Existem, pois, limites ao exercício da liberdade de expressão que se prendem com essa necessidade de salvaguarda de outros valores constitucionalmente protegidos, conduzindo a sua violação à punição criminal, como sucede com a situação prevista no n.° 2, al. b) do artigo 240." do Código Penal, que pune quem (...)
Neste caso, a conduta assume carácter antijurídico, reclamando a tutela penal de dissuasão e repressão desse comportamento, uma vez que, sendo difamatória ou injuriosa, ultrapassa o limite do socialmente tolerável e deixa de estar inscrita entre o que a liberdade de expressão autoriza.
(...)
Acresce que o objectivo que se visa atingir com a alteração proposta já o garante o próprio texto legislativo na medida em que a difamação ou injúria (aqui com o conteúdo típico dos crimes de difamação e injúria definidos, respectivamente, nos artigos 180.° e 181. °) aí previstas pressupõem que a liberdade de expressão não merece, no caso concreto, ser salvaguardada. A conduta só constituirá crime quando ultrapassar a liberdade de expressão. (negrito e sublinhado nosso)
OO)Ou seja, o art. 240.° do Código Penal, comporta em si mesmo uma restrição ao direito à liberdade de expressão, quando esta liberdade de expressão violar os bens jurídicos que o mesmo visa proteger. O que vale por dizer que, a liberdade de expressão tem e deve ser restringida quando através dela (e no que ao caso concreto importa) se violar o direito à igualdade, aqui concretizado no direito à honra e consideração de pessoa ou grupos de pessoas por causa da sua raça, cor, origem étnica ou nacional, religião, sexo, orientação sexual ou identidade de género.
PP)Acresce que o comportamento da denunciada, na nossa opinião subsumível ao crime previsto e punido pelo art. 240.°, n.º 2, al. b) do CP, importaria a análise do direito à liberdade de expressão por contraponto com o também constitucionalmente protegido direito à igualdade (art. 13.° da CRP), pois o bem jurídico protegido pelo art. 240.° do CP é também o direito à igualdade.

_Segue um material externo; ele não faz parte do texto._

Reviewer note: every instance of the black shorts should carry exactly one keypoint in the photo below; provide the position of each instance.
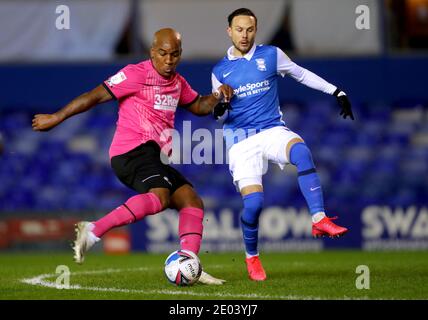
(141, 169)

QQ)O que resulta à evidência, salvo melhor opinião, é que os alegados factos e juízos de valor constantes do artigo da autoria da denunciada são altamente ofensivos da honra e consideração dos visados, que enquanto comunidade se vêm expostos sem qualquer cautela, base factual e/ou científica, a preconceitos profundamente atentatórios da sua honra.

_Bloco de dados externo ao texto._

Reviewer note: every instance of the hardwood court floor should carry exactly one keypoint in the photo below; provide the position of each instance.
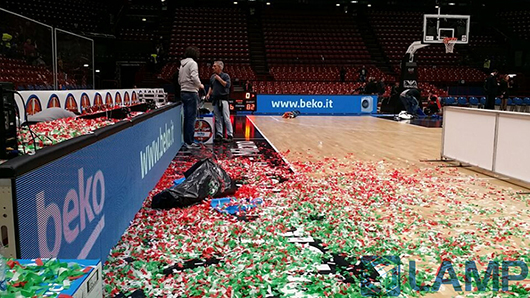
(368, 138)
(403, 145)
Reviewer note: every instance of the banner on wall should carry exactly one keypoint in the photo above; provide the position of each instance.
(76, 100)
(84, 201)
(317, 104)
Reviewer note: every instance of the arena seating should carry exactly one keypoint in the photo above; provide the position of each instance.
(312, 36)
(227, 42)
(88, 16)
(518, 21)
(305, 49)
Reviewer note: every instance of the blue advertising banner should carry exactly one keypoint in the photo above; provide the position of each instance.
(78, 206)
(317, 104)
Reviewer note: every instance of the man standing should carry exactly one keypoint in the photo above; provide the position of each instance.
(491, 88)
(219, 91)
(363, 73)
(189, 92)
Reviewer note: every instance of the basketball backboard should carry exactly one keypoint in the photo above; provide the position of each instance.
(436, 27)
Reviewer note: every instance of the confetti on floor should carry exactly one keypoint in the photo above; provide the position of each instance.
(353, 209)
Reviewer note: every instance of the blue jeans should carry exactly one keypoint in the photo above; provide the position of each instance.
(190, 101)
(222, 116)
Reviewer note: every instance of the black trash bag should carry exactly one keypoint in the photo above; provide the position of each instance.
(205, 178)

RR)Que não passam de generalizações abusivas, fundadas em preconceitos raciais e étnicos, em práticas discriminatórias, e atentatórias da igualdade que qualquer ser humana merece e legalmente tutelada.
SS)Não está em causa o direito à liberdade de expressão da denunciada, que na verdade usa o seu artigo para manifestar a sua opinião racista e discriminatória e não para discutir ou contribuir para a discussão pública de um sistema de quotas.
TT)O que está em causa, e é exactamente neste ponto que se deve centrar a questão da análise do direito à liberdade de expressão (e tem sido essa a linha de raciocínio da jurisprudência), é se a denunciada poderia manifestar a sua opinião alegadamente sobre o sistema de quotas, sem que para isso necessitasse de ofender as comunidades visadas - ciganos e africanos. E a resposta é simples e inequívoca, sim podia, mas escolheu não o fazer!
UU)As expressões e considerações dirigidas a estas comunidades pela denunciada, com as palavras que usou escolher, com a forma como foram transmitidas, são susceptíveis de ofender qualquer pessoa, lesando a sua honra e consideração. Tratando-se de uma opinião racista e discriminatória, e como tal anti- jurídica, pelo que merece tutela penal.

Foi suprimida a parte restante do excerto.